The Sea Toad is back

DSC_9382-Edit If you spend enough time eating in Bangkok, particularly at old-school-type restaurants, you'll undoubtedly begin to notice an abundance of faded and often framed restaurant reviews, written in English, by a certain Ung-Aang Thalay. The name -- it translates as "Sea Toad" -- may seem familiar even if you've never visited the city, as Ung-Aang Thalay has featured in Jeffrey Steingarten's It Must've Been Something I Ate, as well as in this now-classic 2005 New York Times article about eating in Bangkok by R.W. Apple Jr.

Ung-Aang Thalay -- who has another name that his parents gave him -- was born in the US, but has lived in Bangkok since 1968. He began writing restaurant reviews for the Bangkok Post in the days long, long before blogs, listings magazines and online restaurant guides, and is the guy responsible for having put now-institutions such as Soi Polo Fried Chicken, Chote Chitr and Jay Fai on the map. I've known Ung-Aang Thalay for a few years now, and his passion for Thai food is clear, if not by anything else, than via his rhetoric; who else uses phrases like "I was slobbering like a Mastiff" or "It was so good we were flopping on the floor like trout" when describing his reaction to a bowl of noodles?

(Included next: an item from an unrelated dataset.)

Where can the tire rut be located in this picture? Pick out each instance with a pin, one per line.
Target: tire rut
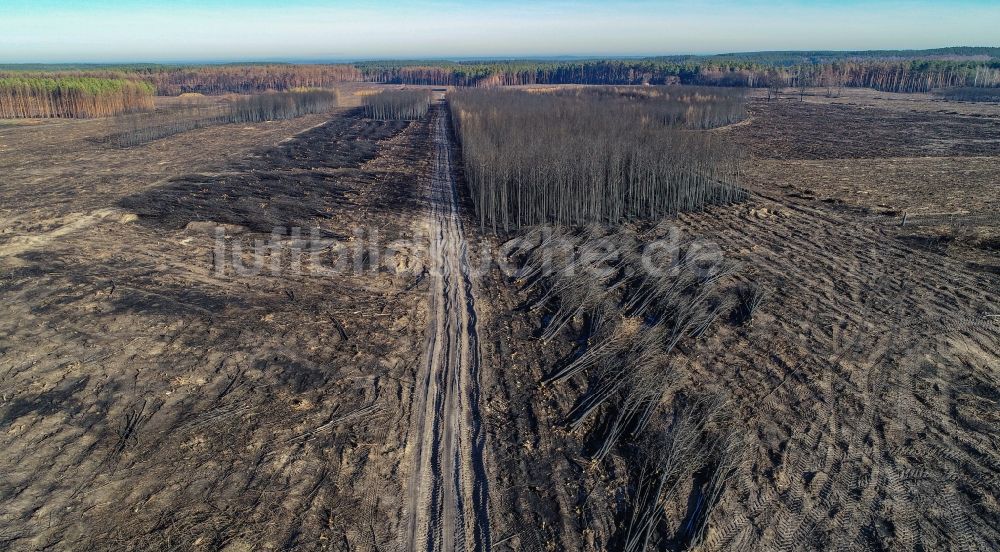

Yet despite the love, Ung-Aang Thalay can also be disarmingly skeptical about the current state of Thai food. Like those of his friend, another Bangkok Post writer, Suthon Sukhphisit, Ung-Aang Thalay's sensibilities for Thai food can often seem to be locked into the Bangkok of the past -- a hopelessly conservative viewpoint for some, but a perspective that I sympathise with, and one that offers a window into a culinary world that is quickly disappearing.

That's why I was surprised when, after a hiatus of several years, Ung-Aang Thalay recently revealed that he was reinstating his food column. So, if, like me, you're partial to the flavours of Bangkok's past, buy or log onto the Bangkok Post on Fridays; Ung-Aang Thalay's recent columns have revealed a delicious-sounding Chinese-Thai eatery, a visit-worthy noodle restaurant and a central Thai restaurant in Bangkok's suburbs. His upcoming review, a dish of which is illustrated above, was consumed with me at a central Thai-style restaurant in Bangkok's northern suburbs. It was delicious, and frankly, I'd like to write about it, but I'll leave that to the expert.